By Paras Anand, Head of Asset Management, Asia Pacific at Fidelity International
Last week, the Business Roundtable group of top US chief executives agreed to change their statement around the ‘purpose of a corporation’. They moved from focusing solely on shareholder value to encompassing a broader set of stakeholders. This is clearly a welcome development, but much of the analysis has been rightly prodding at what this means in practice. Most likely, we will see large US companies start to develop and enforce policies around stakeholder management. However, companies are at a fork in the road on this issue. For such a high-profile declaration to garner credibility, US corporates will need to materially evolve their priorities in terms of capital allocation.
Capital allocation has previously focused on shareholder returns
In recent years, we have seen the focus of capital allocation, especially in the US, very much targeted at shareholder returns and, more specifically, at short-term shareholder returns; many of the largest companies have benefited from high margins, lower debt funding costs and corporate tax cuts, enabling them to support earnings growth through share repurchases. And while certain companies (such as the big technology firms) have spent huge sums on research and development, the widespread recourse to financial engineering to augment short-term returns would, at the very least, challenge the purpose that the Business Roundtable has now set for itself.
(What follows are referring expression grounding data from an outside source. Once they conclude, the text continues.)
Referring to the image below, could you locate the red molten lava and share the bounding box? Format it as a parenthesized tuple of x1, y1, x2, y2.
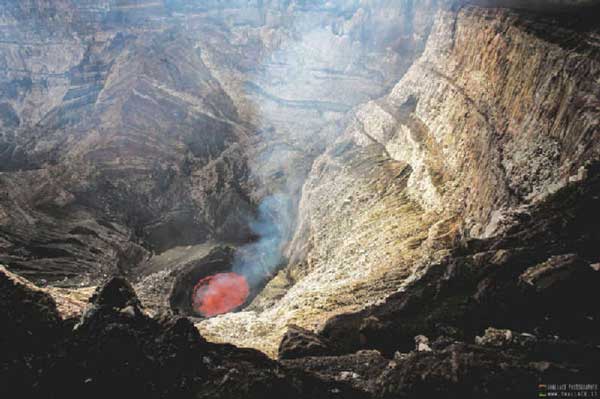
(192, 272, 250, 317)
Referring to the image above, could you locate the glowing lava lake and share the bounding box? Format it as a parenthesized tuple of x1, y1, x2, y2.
(191, 272, 250, 317)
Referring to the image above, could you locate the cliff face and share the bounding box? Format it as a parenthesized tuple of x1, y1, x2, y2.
(198, 3, 600, 355)
(0, 0, 253, 282)
(353, 5, 600, 236)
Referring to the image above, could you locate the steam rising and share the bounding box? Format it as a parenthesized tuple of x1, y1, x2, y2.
(228, 5, 363, 289)
(227, 0, 436, 291)
(233, 194, 294, 286)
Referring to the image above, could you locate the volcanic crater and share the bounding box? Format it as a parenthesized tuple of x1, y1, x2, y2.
(1, 0, 600, 398)
(168, 246, 267, 319)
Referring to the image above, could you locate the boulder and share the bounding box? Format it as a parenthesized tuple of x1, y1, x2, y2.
(475, 328, 537, 348)
(519, 254, 591, 293)
(279, 325, 335, 360)
(414, 335, 432, 352)
(89, 276, 141, 309)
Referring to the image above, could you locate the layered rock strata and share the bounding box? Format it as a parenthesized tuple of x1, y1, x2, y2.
(197, 2, 600, 355)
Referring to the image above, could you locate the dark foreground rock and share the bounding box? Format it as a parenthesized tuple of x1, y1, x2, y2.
(282, 350, 390, 394)
(279, 325, 337, 360)
(375, 341, 596, 399)
(0, 272, 365, 399)
(284, 331, 600, 399)
(0, 267, 67, 395)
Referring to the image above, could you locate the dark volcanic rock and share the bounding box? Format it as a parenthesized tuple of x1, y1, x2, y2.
(0, 266, 62, 347)
(0, 270, 366, 399)
(279, 324, 336, 360)
(66, 293, 208, 398)
(0, 267, 66, 397)
(282, 331, 600, 398)
(474, 327, 600, 368)
(282, 350, 390, 395)
(375, 342, 593, 399)
(196, 345, 367, 399)
(475, 327, 537, 348)
(518, 254, 592, 293)
(88, 276, 141, 309)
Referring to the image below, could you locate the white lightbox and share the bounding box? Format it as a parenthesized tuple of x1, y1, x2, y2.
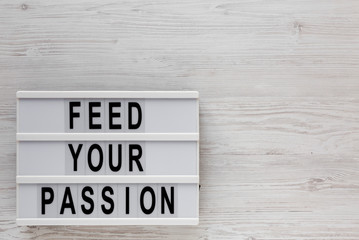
(16, 91, 199, 225)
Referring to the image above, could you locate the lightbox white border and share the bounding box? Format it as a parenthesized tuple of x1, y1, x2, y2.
(17, 91, 199, 99)
(17, 218, 199, 226)
(16, 91, 200, 226)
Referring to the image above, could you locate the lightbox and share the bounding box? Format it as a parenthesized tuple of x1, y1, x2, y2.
(16, 91, 199, 225)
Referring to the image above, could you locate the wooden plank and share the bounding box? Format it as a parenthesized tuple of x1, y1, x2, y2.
(0, 1, 359, 98)
(200, 97, 359, 155)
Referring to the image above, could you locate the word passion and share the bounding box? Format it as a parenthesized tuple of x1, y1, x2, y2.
(41, 185, 175, 216)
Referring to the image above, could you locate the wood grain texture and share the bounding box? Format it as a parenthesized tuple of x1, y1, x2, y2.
(1, 0, 359, 239)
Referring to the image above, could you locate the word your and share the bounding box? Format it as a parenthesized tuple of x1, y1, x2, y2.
(68, 143, 144, 173)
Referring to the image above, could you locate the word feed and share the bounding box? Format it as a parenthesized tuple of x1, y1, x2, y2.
(17, 91, 199, 225)
(66, 100, 143, 132)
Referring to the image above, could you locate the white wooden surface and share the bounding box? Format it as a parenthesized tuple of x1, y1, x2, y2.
(1, 0, 359, 239)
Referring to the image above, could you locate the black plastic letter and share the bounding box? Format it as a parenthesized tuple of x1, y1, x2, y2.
(88, 144, 103, 172)
(140, 186, 156, 215)
(41, 187, 54, 215)
(125, 187, 130, 214)
(68, 144, 83, 171)
(129, 144, 143, 172)
(161, 186, 174, 214)
(89, 102, 101, 129)
(69, 101, 81, 129)
(109, 102, 122, 129)
(128, 102, 142, 129)
(109, 144, 122, 172)
(81, 186, 94, 215)
(101, 186, 114, 215)
(60, 187, 76, 215)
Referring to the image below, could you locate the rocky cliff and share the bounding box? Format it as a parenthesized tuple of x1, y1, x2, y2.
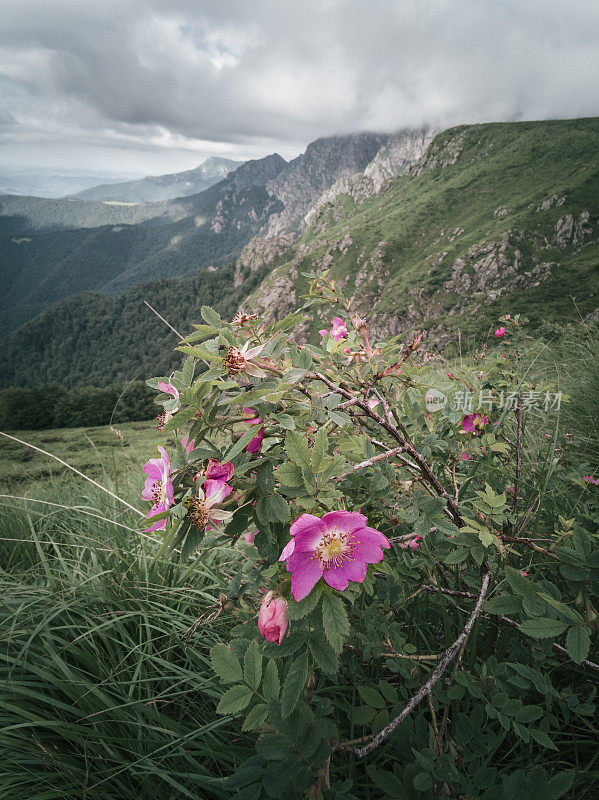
(263, 132, 391, 238)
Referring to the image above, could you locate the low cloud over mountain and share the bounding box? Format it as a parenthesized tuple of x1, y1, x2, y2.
(1, 0, 598, 175)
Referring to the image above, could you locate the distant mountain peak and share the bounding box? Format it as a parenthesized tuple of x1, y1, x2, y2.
(228, 153, 287, 188)
(72, 156, 244, 203)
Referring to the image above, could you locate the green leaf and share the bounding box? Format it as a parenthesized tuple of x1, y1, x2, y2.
(312, 428, 328, 472)
(216, 684, 253, 715)
(518, 618, 568, 639)
(244, 640, 263, 691)
(201, 305, 222, 327)
(285, 431, 311, 469)
(286, 586, 322, 620)
(274, 463, 305, 488)
(367, 767, 408, 798)
(358, 686, 386, 709)
(378, 680, 399, 705)
(505, 566, 539, 600)
(161, 405, 197, 433)
(538, 593, 585, 624)
(545, 772, 574, 799)
(443, 548, 470, 565)
(353, 705, 377, 725)
(262, 659, 280, 700)
(242, 703, 269, 731)
(322, 593, 350, 654)
(484, 596, 523, 615)
(265, 493, 290, 523)
(514, 705, 543, 723)
(256, 732, 293, 760)
(210, 644, 243, 683)
(280, 652, 309, 718)
(529, 728, 558, 750)
(308, 639, 339, 675)
(282, 368, 308, 384)
(566, 625, 591, 663)
(413, 772, 433, 792)
(222, 428, 257, 462)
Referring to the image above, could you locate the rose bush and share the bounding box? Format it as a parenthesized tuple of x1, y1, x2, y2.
(142, 270, 598, 799)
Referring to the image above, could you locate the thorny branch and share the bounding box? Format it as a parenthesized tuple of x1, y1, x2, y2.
(338, 569, 493, 759)
(335, 446, 408, 481)
(309, 370, 463, 525)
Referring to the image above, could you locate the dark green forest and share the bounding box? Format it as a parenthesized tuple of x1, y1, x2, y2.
(0, 264, 268, 389)
(0, 381, 156, 430)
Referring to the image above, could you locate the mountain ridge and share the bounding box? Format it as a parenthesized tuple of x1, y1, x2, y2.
(72, 156, 244, 202)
Fiscal measures could test corporate purpose
It is becoming clear that the economic strategy of the US (and other major economies) is swinging towards using fiscal policy as a tool to avert a meaningful slowdown, increasing the probability of additional corporate tax cuts. The previous Trump-era corporate tax cuts certainly gave the economy a powerful sugar rush, given the direct benefit to corporate earnings, but much of this was spent on buying back shares.
With further fiscal measures once again on the horizon, US corporates face a fork in the road. They can choose, as before, to spend the windfall on share buybacks or they could decide to allocate the capital with longer-term stakeholder interests in mind. Their chosen path could have significant political ramifications.
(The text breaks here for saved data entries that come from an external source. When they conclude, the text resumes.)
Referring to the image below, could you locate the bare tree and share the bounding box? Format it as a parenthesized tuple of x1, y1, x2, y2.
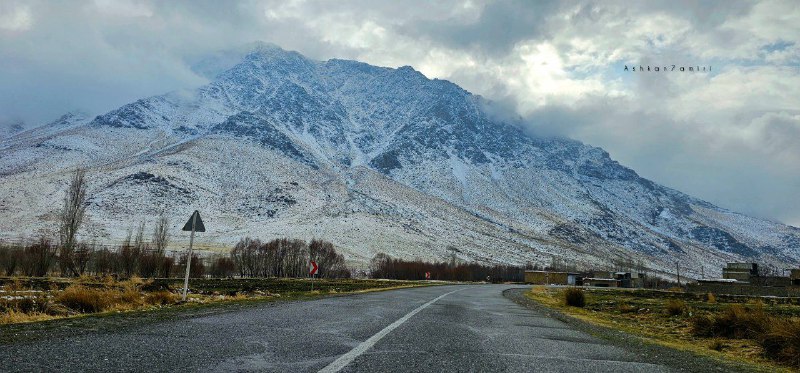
(58, 168, 88, 276)
(134, 221, 145, 250)
(149, 214, 170, 277)
(152, 214, 169, 254)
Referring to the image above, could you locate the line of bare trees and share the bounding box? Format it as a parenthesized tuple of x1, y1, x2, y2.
(0, 217, 199, 279)
(369, 253, 525, 282)
(0, 167, 195, 278)
(230, 237, 350, 278)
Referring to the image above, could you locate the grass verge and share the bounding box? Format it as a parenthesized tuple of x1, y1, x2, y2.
(525, 286, 800, 372)
(1, 276, 436, 327)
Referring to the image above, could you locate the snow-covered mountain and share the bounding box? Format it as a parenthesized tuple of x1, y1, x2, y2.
(1, 43, 798, 278)
(0, 120, 25, 141)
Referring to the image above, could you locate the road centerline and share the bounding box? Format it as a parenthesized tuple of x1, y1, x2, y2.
(318, 287, 464, 373)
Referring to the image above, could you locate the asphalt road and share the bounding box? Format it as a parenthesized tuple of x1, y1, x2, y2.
(2, 285, 670, 372)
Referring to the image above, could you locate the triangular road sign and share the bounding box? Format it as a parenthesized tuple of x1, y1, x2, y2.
(182, 210, 206, 232)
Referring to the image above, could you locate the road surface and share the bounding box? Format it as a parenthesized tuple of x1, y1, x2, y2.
(2, 285, 670, 372)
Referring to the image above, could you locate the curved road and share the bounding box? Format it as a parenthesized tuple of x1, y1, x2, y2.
(2, 285, 669, 372)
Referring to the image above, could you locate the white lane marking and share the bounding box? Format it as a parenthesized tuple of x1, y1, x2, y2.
(318, 287, 464, 373)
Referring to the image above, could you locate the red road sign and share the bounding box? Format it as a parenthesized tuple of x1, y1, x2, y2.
(425, 272, 431, 280)
(309, 261, 318, 276)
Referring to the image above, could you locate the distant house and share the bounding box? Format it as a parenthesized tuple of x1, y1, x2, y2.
(612, 272, 646, 288)
(689, 264, 800, 297)
(722, 263, 758, 282)
(583, 277, 618, 287)
(524, 270, 581, 285)
(588, 272, 645, 288)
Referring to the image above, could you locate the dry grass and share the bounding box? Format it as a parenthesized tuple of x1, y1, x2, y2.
(56, 286, 113, 313)
(709, 339, 727, 351)
(144, 290, 176, 305)
(760, 318, 800, 368)
(527, 287, 798, 372)
(691, 304, 770, 339)
(692, 303, 800, 368)
(2, 277, 433, 325)
(0, 309, 55, 324)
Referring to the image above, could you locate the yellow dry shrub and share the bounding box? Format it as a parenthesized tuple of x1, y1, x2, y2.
(144, 291, 176, 305)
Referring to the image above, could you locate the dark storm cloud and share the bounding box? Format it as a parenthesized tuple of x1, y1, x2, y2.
(398, 0, 564, 57)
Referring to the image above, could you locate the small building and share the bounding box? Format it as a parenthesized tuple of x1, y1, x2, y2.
(612, 272, 647, 288)
(722, 263, 758, 282)
(583, 277, 618, 288)
(524, 270, 581, 285)
(751, 276, 792, 287)
(697, 278, 740, 285)
(791, 269, 800, 286)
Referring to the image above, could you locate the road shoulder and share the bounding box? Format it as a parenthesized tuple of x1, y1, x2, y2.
(0, 282, 438, 345)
While there may be bipartisan agreement on the role that fiscal measures can play in supporting a flagging economy, you could drive a bus between the preferred targets of increased government spending: border walls and tax cuts on one side and social transfers and the environment on the other. There is a very real role that the private sector can play in ensuring a balanced outcome between these increasingly polarised political priorities, but only if it stands by the letter of new purpose statement.
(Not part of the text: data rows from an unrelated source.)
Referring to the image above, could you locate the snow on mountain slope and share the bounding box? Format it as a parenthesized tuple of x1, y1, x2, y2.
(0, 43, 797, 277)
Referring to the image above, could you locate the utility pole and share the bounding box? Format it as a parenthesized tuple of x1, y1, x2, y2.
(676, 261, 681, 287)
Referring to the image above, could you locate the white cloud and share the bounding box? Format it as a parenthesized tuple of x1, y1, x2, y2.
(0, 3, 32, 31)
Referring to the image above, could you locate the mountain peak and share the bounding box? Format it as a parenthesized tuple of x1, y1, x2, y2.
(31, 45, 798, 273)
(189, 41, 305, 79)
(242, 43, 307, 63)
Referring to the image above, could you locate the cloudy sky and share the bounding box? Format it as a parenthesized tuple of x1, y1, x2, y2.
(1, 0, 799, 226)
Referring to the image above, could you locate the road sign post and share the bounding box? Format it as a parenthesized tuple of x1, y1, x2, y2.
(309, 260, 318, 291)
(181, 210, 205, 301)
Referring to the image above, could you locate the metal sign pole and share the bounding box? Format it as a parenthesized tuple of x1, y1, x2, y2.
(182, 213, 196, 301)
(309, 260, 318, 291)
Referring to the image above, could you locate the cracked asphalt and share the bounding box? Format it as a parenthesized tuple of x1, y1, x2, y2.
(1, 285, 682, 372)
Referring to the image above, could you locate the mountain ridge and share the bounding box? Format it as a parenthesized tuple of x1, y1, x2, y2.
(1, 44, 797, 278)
Addressing stakeholder needs could increase real shareholder value
My conviction is that if companies follow the restated corporate purpose and perhaps draw capital away from, say, share repurchases to address the needs of vital but less vocal stakeholders, this will increase real shareholder value. What companies may lose in short-term reported earnings, they should gain in duration and hence in the multiple that investors will ultimately accord them. Investors such as ourselves are necessarily reframing the way in which we assess capital allocation in a world where intangibles account for most of the US corporate sector’s value and where customer switching costs are collapsing.
If there is indeed another adjustment to the headline corporate tax rate, it will be a key test of last week’s announcement. The hope is that the leadership of the largest US companies will follow Yogi Berra’s guidance: “When you reach a fork in the in the road, take it.”